Last updated: Fri 16 Jul 2021, 6:23 AM

A figure of speech that a politician like me needs to be familiar with is the oxymoron, a phrase in which seemingly contradictory terms appear in conjunction with each other. Take this sentence, for instance: “Even as he swore his perpetual loyalty to his party leader, he was looking around to see if he could do better, but she was taken in by his falsely true manner.”

Oxymorons sound like idiots out of breath gasping for air, but they’re just phrases (like “falsely true” in this example, or “loving hate” in Shakespeare’s Romeo and Juliet) that combine two words of opposite meaning to good effect. Of course, politics is full of people whose earnest professions are falsely true, but that’s another subject altogether.


“Oxymoron” is derived from the Greek words oksus, meaning sharp or pointed, and moros, meaning dull or foolish. Of course, for an oxymoron to work, the combined expression has to make sense: there’s no point saying “black white” and expecting people to roar in appreciation, unless you are referring to an African gentleman named Mr White, in which case it’s an oxymoron.

In fact, oxymorons are far more common than one might imagine. How often has someone, caught in a place where she shouldn’t be, been told to ‘act naturally’? You’re either acting or you’re natural — put them together and you have an oxymoron. How many seemingly knowledgeable people have confided in you an ‘open secret’? How is it secret if it’s open? How often has a clerk demanded an ‘original copy’? Or, while negotiating a service, have you demanded an ‘exact estimate’? These are all oxymorons, because if you look at each word, one seems to contradict the other, and yet their meaning is perfectly clear to all of us.


When I was assailed by politicians and media in India for my use of the expression “cattle class”, I was ‘clearly misunderstood’ — I had used the term, but it didn’t mean what my critics thought it did. When roll-call was taken in a boarding school and a girl was ‘found missing’, that was an oxymoron as well as a major crisis for the school administration. (The girl was missing, she needed to be found!) Boys’ boarding schools, of course, feature a lot of conversations about girls, and many of the superficial judgements passed involve oxymorons — ‘God, she’s pretty ugly’, ‘she’s awfully beautiful’, ‘that woman was barely dressed’, and the like. Girls, being less superficial, are likely to describe the boys they know with other oxymorons: ‘he’s seriously funny’, for instance, or ‘he’s terribly nice’.

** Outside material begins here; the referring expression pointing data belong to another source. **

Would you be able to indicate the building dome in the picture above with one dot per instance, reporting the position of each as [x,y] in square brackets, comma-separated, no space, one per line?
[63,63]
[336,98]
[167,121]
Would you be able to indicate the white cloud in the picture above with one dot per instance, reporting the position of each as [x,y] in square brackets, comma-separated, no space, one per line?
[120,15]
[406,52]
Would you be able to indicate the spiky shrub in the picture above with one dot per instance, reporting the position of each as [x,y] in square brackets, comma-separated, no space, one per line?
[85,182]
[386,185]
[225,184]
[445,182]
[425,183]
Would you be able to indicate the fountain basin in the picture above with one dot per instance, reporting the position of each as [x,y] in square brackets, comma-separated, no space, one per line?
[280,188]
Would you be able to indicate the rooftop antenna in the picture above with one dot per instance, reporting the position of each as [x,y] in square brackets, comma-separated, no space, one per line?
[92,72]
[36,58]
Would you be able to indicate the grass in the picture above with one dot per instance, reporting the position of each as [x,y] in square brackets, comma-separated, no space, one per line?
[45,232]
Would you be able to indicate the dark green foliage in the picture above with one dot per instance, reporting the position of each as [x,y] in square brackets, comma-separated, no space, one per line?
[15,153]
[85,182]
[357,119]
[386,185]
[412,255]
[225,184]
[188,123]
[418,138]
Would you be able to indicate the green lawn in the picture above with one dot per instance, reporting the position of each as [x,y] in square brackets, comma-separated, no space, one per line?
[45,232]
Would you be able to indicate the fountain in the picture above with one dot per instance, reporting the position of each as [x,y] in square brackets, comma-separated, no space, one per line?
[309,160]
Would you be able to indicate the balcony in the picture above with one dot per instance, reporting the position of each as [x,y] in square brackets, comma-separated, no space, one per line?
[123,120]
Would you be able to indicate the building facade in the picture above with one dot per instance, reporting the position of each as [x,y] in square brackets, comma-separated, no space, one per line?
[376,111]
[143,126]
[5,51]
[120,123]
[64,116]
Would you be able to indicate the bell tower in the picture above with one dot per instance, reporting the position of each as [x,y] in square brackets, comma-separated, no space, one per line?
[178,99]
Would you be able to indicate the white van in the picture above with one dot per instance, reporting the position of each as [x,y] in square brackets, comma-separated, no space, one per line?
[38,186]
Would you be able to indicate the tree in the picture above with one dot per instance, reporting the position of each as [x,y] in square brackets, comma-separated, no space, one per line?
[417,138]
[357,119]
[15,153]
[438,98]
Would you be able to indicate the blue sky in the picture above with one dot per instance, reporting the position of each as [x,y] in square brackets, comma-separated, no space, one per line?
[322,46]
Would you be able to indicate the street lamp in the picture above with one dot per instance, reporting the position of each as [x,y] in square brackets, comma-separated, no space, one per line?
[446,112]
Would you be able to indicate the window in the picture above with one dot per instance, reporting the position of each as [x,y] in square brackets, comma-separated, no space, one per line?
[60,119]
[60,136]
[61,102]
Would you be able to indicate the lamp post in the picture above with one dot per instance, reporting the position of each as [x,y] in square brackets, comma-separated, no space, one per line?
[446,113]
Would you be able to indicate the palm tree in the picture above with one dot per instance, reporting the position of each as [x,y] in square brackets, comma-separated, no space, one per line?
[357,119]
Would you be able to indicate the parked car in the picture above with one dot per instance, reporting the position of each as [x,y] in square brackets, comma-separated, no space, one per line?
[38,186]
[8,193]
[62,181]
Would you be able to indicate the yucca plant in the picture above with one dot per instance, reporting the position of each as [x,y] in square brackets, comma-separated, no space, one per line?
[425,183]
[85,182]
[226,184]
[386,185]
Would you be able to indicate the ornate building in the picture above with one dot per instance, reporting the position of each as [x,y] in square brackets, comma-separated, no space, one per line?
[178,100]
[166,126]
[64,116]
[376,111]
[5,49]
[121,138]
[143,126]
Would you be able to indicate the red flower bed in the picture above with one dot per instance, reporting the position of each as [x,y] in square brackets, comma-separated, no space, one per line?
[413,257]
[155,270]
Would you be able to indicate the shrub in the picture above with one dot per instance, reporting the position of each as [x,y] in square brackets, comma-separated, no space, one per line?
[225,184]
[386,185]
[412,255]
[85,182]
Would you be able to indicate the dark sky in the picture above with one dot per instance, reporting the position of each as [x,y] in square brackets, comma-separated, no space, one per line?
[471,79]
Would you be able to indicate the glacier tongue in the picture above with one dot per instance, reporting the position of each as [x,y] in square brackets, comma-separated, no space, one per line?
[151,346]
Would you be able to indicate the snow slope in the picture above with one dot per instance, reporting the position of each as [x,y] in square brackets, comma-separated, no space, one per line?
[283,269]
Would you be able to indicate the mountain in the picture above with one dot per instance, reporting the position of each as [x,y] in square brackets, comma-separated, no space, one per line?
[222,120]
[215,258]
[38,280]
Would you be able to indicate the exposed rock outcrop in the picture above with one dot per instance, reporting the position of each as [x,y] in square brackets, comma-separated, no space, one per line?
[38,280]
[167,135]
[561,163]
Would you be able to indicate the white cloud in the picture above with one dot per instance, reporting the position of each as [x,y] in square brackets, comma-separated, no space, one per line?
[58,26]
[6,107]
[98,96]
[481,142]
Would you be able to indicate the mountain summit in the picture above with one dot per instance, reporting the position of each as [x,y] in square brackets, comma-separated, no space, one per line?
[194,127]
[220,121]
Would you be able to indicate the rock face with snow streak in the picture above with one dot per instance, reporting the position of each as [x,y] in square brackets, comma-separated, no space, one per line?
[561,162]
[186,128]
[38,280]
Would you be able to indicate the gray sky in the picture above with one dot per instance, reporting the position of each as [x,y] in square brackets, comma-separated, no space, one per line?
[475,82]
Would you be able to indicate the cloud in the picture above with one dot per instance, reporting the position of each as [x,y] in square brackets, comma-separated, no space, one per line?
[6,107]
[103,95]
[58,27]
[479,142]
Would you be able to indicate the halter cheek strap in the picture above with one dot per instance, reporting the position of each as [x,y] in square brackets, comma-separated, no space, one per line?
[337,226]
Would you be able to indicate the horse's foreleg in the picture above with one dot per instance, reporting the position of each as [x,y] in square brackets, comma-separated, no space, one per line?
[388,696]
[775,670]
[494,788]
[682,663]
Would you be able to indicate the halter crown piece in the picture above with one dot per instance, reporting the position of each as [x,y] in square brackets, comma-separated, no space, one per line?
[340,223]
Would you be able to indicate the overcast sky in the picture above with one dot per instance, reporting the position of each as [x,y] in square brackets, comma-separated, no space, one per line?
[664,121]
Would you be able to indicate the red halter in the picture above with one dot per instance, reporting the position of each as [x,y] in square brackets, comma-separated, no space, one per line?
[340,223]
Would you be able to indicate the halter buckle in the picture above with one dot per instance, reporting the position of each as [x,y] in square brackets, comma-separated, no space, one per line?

By their very nature, oxymorons also lend themselves to low humour — when terms that are, in fact, not contradictory are placed together and described as oxymorons (even when they are not supposed to be), the joke is that you think the expression is a contradiction in terms. “American culture”, some Brits say, is an oxymoron. (When Washington was throwing its weight around the world, leading to the coining of the phrase “the Ugly American”, some commentators rudely suggested that “American diplomacy” was an oxymoron too.) Many American diplomats, in turn, would consider “United Nations” an oxymoron too, since nations are rarely united. Indeed a common misprint, in the days before auto-correct, was “Untied Nations”!

The armed forces are no stranger to oxymorons: think of “friendly fire”, which brings down your own soldiers. A few pseudo-intellectuals would go farther and list “military intelligence” as an oxymoron, reinforcing the image of the bluff honest soldier without a thought in his head — since they sneer that only the unintelligent go off to risk their lives for the country in war. Or worse still, fight in another oxymoron, a “civil war” — for what could be more uncivil than warfare? Of course, when they quit, many soldiers seek an “active retirement” — another oxymoron.

The cynical public seem to think “honest politician” is an oxymoron. So, the politician’s retort is “business ethics”. Many would laugh at “educational television” as a misnomer. And anti-romantics would claim “Happily Married” is an oxymoron…

Ask frustrated computer-users to nominate an oxymoron from their daily experience, and many will suggest “Microsoft Works”. Does it work for you?